Serbest Piyasa İdeolojisi Demokrasi Sözlüğünü Nasıl Saptırıyor? – Jason Stanley

//
1280 Okunma
Okunma süresi: 7 Dakika

Birleşik Devletler vatandaşları, temel demokratik değerleri çağrıştıran ve ulusu oligarşinin ve aristokrasinin Eski Dünya lekesinden uzaklaştıran “özgürlük” ve “demokrasi” gibi sözcükler ile liberal demokrasi sözlüğünden oldukça hoşlanıyorlar. Bununla birlikte, Amerikalılarların demokratik idealler tarafından yönlendirildiği çok daha az açık. Ya da bu ideoloji ve propaganda, söylem ve gerçeklik arasındaki büyük boşluğu örtmede önemli rol oynuyor.

Doğrusu, Eski Dünya sistemlerinin silkip atılmasının aşırı zor olduğunu kanıtlandı. Martin Gilens ve Benjamin Page 2014’teki yazısında, bir oligarşide olduğu gibi, “sıradan Birleşik Devletler vatandaşlarının politik kararlar üzerinde önemli gücü olmadığını, politika üzerinde bağımsız olarak ise çok az ya da hiç etkisi olmadığını” iddia ederler.

Üstelik, Birleşik Devletler, düzenli olarak bir yönetimsel aristokrasi şeklindedir. Michigan’da Vali Rick Snyder bazı şehirlerin belediye başkanlarını ve belediye meclislerini, finansal durumlarla seçilmiş görevlilerden güya daha iyi başa çıkabilecek “acil durum yöneticileri” ile başarıyla değiştirdi.  Başkanlık seçimlerinde, Hillary Clinton yöneticilik hünerini politika diliyle duyururken Donald Trump kendisininkini ticaret diliyle gösteriyor. İki dil de demokratik değil. İki dil de öz yönetime yol açmıyor.

Neden bu oligarşik ve aristokratik metotlar hakkında bir yakarış yok? Temsil ve baskı mekanizmaları üzerinde plütokratların gücü olduğu için mi? Kısacası, güçle mi alakalı? Benim görüşüme göre, güç, seçmenlerin neden bu kadar hevesli bir biçimde en az demokratik sonuç vaat eden kişiler için oy verdiklerini açıklayamaz. Ya da Amerikalılarların bilinçli şekilde demokratik idealleri reddediyor oluşlarını da. Yerine, demokrasi sözlüğünü alt üst eden ve propagandaya çeviren bir anti-demokratik ideolojinin iş başında olduğunu görüyorum.

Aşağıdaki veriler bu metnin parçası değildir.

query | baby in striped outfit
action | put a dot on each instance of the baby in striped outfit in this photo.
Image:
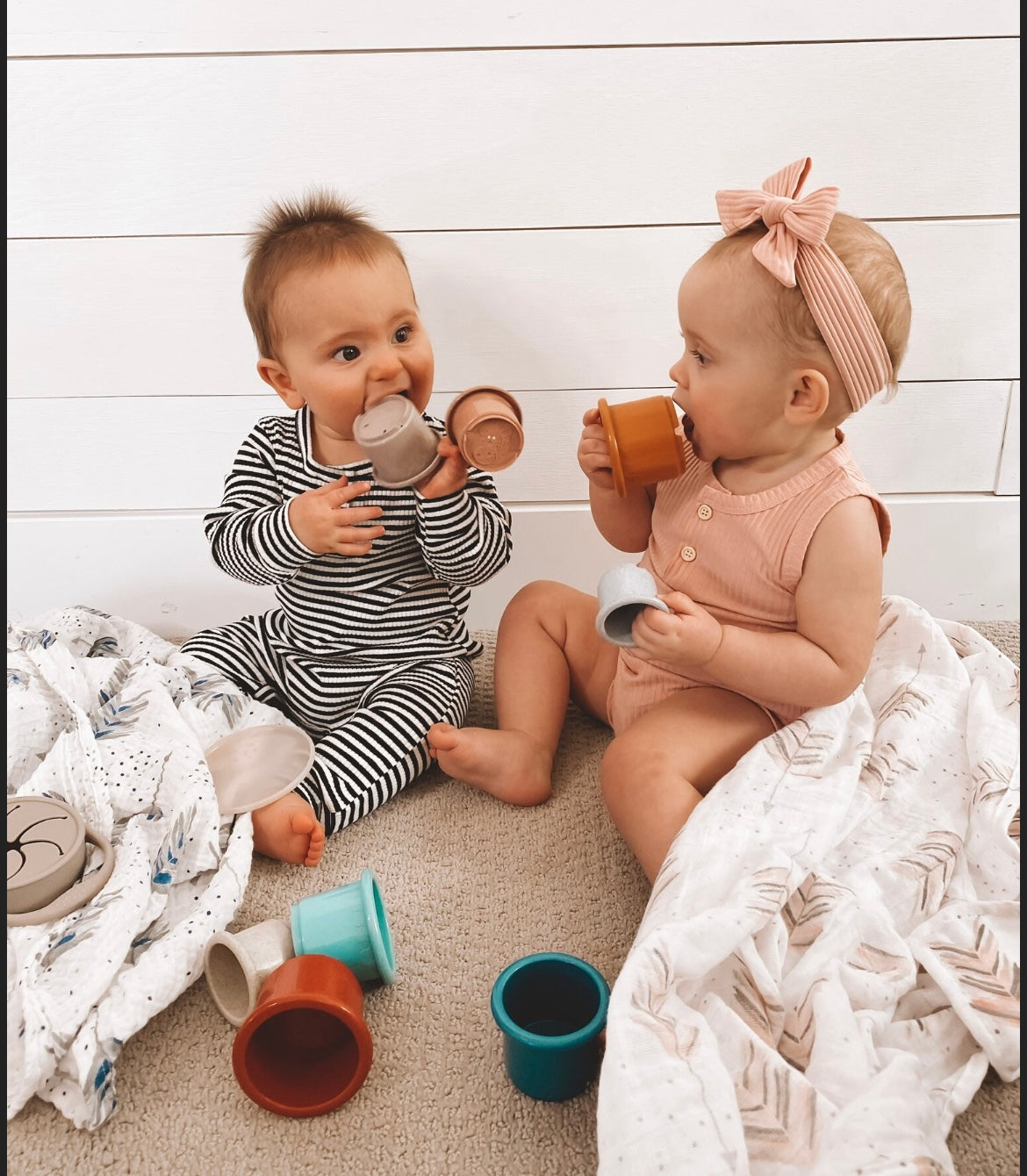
(367, 647)
(767, 550)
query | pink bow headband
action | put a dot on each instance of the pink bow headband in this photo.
(794, 248)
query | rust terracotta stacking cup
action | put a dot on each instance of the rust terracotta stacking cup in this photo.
(485, 424)
(646, 443)
(305, 1049)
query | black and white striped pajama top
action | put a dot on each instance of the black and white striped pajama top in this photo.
(363, 652)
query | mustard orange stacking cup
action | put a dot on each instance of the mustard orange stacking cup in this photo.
(645, 441)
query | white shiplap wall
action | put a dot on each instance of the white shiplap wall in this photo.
(549, 167)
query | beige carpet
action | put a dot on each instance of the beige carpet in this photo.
(470, 886)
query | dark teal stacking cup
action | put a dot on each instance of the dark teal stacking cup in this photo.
(550, 1009)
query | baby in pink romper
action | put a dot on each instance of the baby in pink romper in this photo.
(767, 550)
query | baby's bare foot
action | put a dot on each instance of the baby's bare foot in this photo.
(289, 830)
(509, 766)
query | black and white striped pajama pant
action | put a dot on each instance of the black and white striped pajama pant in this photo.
(369, 719)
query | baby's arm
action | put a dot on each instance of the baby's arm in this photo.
(837, 607)
(623, 522)
(463, 528)
(259, 536)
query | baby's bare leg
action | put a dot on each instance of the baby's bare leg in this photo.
(660, 768)
(289, 830)
(546, 653)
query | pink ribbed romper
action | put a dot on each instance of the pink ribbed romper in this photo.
(740, 556)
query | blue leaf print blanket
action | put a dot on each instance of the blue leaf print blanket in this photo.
(114, 720)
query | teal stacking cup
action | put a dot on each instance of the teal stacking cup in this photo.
(348, 923)
(550, 1009)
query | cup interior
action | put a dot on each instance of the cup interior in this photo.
(550, 1001)
(305, 1048)
(304, 1061)
(618, 623)
(348, 923)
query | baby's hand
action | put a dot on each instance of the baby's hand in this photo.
(450, 477)
(324, 520)
(687, 636)
(593, 452)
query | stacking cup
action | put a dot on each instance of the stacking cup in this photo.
(305, 1049)
(348, 923)
(237, 964)
(623, 592)
(550, 1009)
(645, 439)
(403, 447)
(486, 426)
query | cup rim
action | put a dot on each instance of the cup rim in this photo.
(377, 927)
(616, 463)
(540, 1041)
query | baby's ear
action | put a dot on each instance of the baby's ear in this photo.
(811, 395)
(273, 373)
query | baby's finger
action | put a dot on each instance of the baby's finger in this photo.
(344, 491)
(351, 516)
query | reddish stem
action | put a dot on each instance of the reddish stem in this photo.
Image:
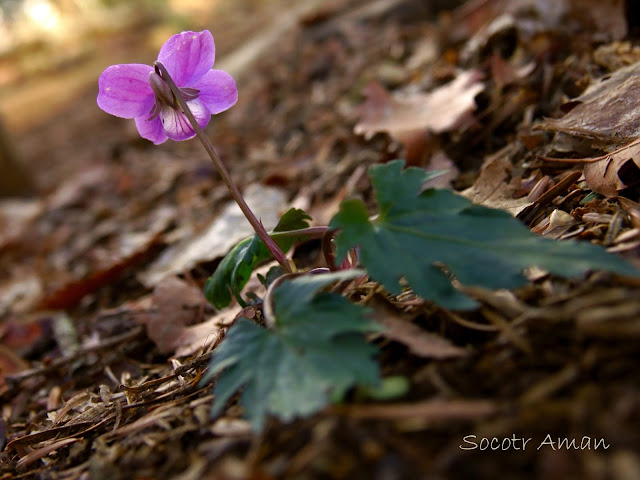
(226, 178)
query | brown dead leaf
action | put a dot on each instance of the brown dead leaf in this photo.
(222, 234)
(440, 161)
(433, 410)
(491, 188)
(9, 363)
(420, 342)
(610, 173)
(178, 305)
(608, 111)
(444, 109)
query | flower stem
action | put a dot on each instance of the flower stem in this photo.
(235, 193)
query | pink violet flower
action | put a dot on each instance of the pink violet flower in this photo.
(138, 91)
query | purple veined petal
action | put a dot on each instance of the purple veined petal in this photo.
(176, 124)
(124, 90)
(187, 56)
(218, 91)
(152, 130)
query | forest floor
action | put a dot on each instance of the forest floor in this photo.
(106, 333)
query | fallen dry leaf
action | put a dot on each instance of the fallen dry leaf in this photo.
(441, 162)
(610, 173)
(608, 111)
(9, 363)
(420, 342)
(178, 305)
(491, 189)
(444, 109)
(222, 234)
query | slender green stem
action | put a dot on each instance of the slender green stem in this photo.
(226, 178)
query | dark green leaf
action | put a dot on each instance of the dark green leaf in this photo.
(236, 267)
(315, 352)
(424, 236)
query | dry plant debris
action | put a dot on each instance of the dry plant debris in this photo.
(101, 360)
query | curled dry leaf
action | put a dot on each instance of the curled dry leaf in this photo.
(491, 188)
(222, 234)
(608, 111)
(610, 173)
(9, 363)
(420, 342)
(444, 109)
(177, 304)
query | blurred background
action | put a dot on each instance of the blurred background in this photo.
(53, 51)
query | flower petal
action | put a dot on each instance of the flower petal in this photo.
(188, 56)
(218, 91)
(151, 129)
(124, 90)
(176, 124)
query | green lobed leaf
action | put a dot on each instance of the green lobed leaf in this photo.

Birleşik Devletlerdeki kitlesel hapsetme örneğini göz önüne alalım. Siyahi Amerikalılar nüfusun yüzde 13’ünü oluştururlar ancak ülkenin giderek şişen hapishane nüfusunun ise yüzde kırk kadarını oluştururlar. Hatalı şekilde, Siyahi Amerikalılar suç oranının bu farkı doğruladığını farz etsek dahi, devlet neden bu kadar cezalandırıcı? Bundan ziyade, vatandaşlar, eşit insanlar arasında davranışta bu denli dramatik farklılıklara yol açan önemli sosyoekonomik durumları ele almak için yönlendirilmemeli mi?   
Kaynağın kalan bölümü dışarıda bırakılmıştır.